|
September 26, 2013
Over the last 30 years, Australia has moved from an elite system of higher education to a mass system.
In the process it has also become a demand- driven system under the Gillard Government, which changed the publicly-funded higher education from being supply-dominated to demand-driven. Andrew Norton says:
Under the old funding system, demand and supply were only weakly linked. Potential students could apply to any course in any university. But the supply of places was constrained by government. Universities rationed places within this supply constraint. Typically, they used prior academic performance to decide who received a place. This created a market in which ATAR was the currency and the cut-off mark the price. Students with low ATARs often received no offers.
Since caps on undergraduate student places at public universities were eased and then largely abolished, student numbers have increased rapidly, by as many as 190,000 extra students. With uncapping, the system is lifting the supply of graduates to Australia‟s economy, increasing student choice, and improving access to higher education for disadvantaged groups. Universities start responding to demand trends in science, health and engineering by providing new student places.
David Rowe
Norton argues that it would be a policy tragedy to recap university places, as it would make Australia‟s higher education system less fair, less efficient, and less productive.

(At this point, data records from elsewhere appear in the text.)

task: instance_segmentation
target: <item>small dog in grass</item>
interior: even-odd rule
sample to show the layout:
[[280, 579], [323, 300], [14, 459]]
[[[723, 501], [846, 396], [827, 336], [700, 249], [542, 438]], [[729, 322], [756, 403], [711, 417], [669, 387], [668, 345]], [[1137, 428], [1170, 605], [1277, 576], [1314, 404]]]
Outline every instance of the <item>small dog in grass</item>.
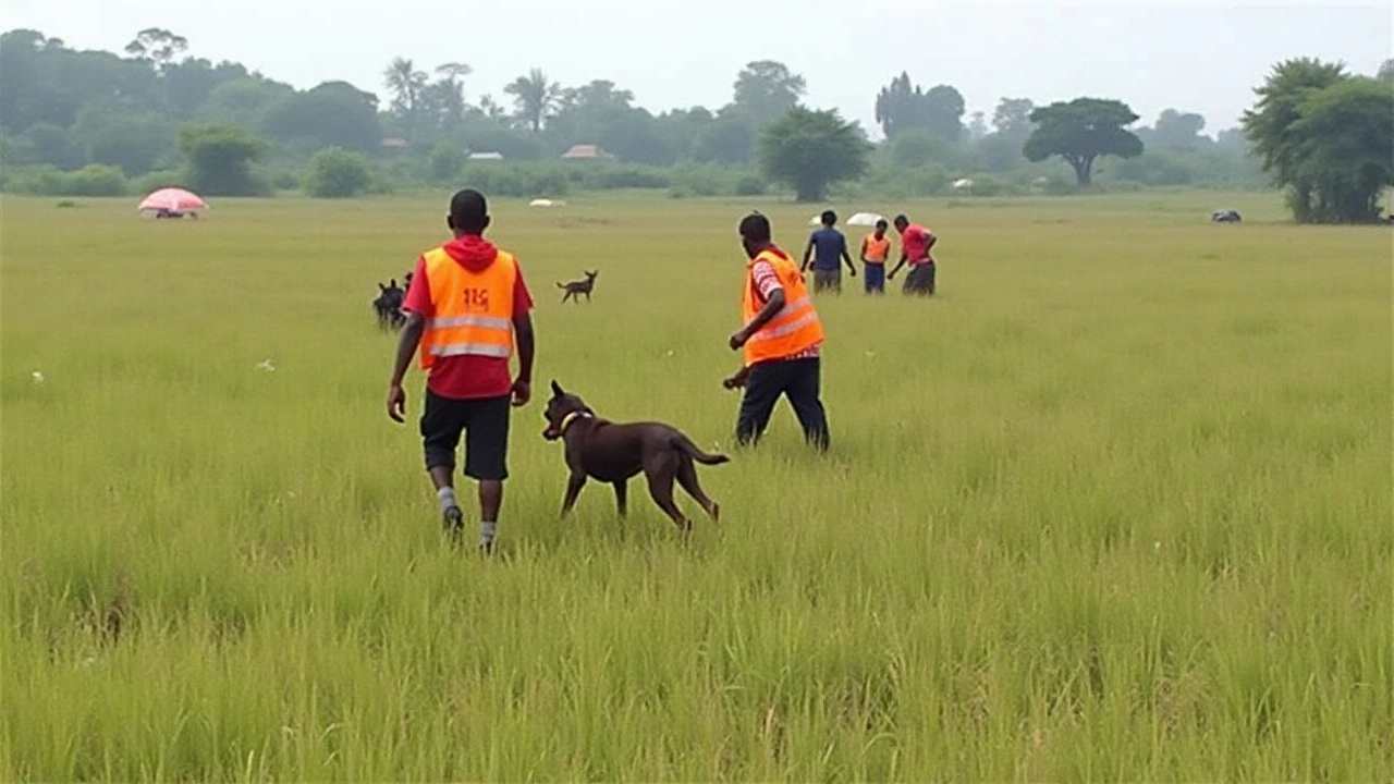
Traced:
[[599, 271], [597, 269], [595, 272], [591, 272], [587, 269], [584, 272], [585, 272], [584, 280], [572, 280], [569, 283], [556, 285], [558, 289], [563, 289], [566, 292], [565, 294], [562, 294], [563, 303], [566, 300], [573, 300], [576, 303], [580, 303], [581, 294], [585, 294], [585, 301], [591, 301], [591, 292], [595, 289], [595, 276], [599, 275]]
[[677, 504], [673, 502], [673, 481], [683, 485], [701, 508], [717, 522], [721, 509], [697, 484], [694, 463], [717, 466], [730, 458], [708, 455], [677, 428], [657, 421], [612, 423], [595, 416], [579, 395], [566, 392], [552, 382], [552, 399], [542, 414], [546, 430], [542, 438], [566, 442], [566, 467], [572, 470], [562, 501], [565, 518], [581, 494], [587, 478], [615, 487], [619, 516], [627, 512], [627, 483], [640, 472], [648, 480], [648, 494], [682, 532], [693, 527]]

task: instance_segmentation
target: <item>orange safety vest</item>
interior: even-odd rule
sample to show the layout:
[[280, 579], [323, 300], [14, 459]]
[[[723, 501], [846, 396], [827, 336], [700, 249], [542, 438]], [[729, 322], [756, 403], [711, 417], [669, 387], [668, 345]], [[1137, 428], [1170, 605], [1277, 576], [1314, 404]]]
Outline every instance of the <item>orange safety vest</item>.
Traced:
[[474, 272], [445, 248], [425, 254], [427, 283], [435, 315], [421, 333], [421, 367], [436, 357], [513, 356], [513, 286], [519, 268], [513, 254], [499, 251], [493, 264]]
[[746, 290], [740, 297], [740, 312], [744, 324], [750, 324], [756, 314], [764, 308], [760, 297], [756, 296], [756, 276], [751, 273], [758, 261], [768, 261], [775, 268], [779, 285], [785, 290], [785, 307], [751, 335], [750, 340], [746, 340], [747, 365], [782, 360], [822, 342], [822, 322], [818, 321], [818, 312], [813, 310], [813, 300], [809, 299], [809, 289], [803, 285], [803, 275], [793, 261], [774, 251], [761, 251], [746, 265]]
[[867, 234], [861, 244], [866, 248], [867, 264], [885, 264], [885, 258], [891, 255], [891, 237], [878, 240], [875, 234]]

Notwithstanding this, the Coalition has opened the door to intervening in the demand-driven system of university funding by re-introducing caps on university places. The reason is the link to a perceived slip in university quality---Quality is suffering to achieve quantity according to Christopher Pyne, the new Federal Education Minister.
Standards and quality have been compromised by all these new students. A re-capping of the system would bring these numbers back down again. Universities ration places by prior academic ability. Fewer places mean fewer lower-ATAR students. Capping the system, which would provide more per student funding for those left behind, would be a case of robbing from the academically poor to give to the academically rich.
|
Pyne's position appears to be that there should be a limit on university places, and these places should be reserved for the brightest students, and not everyone who applies should be accepted.
It's a turnback to the university as an elite institution.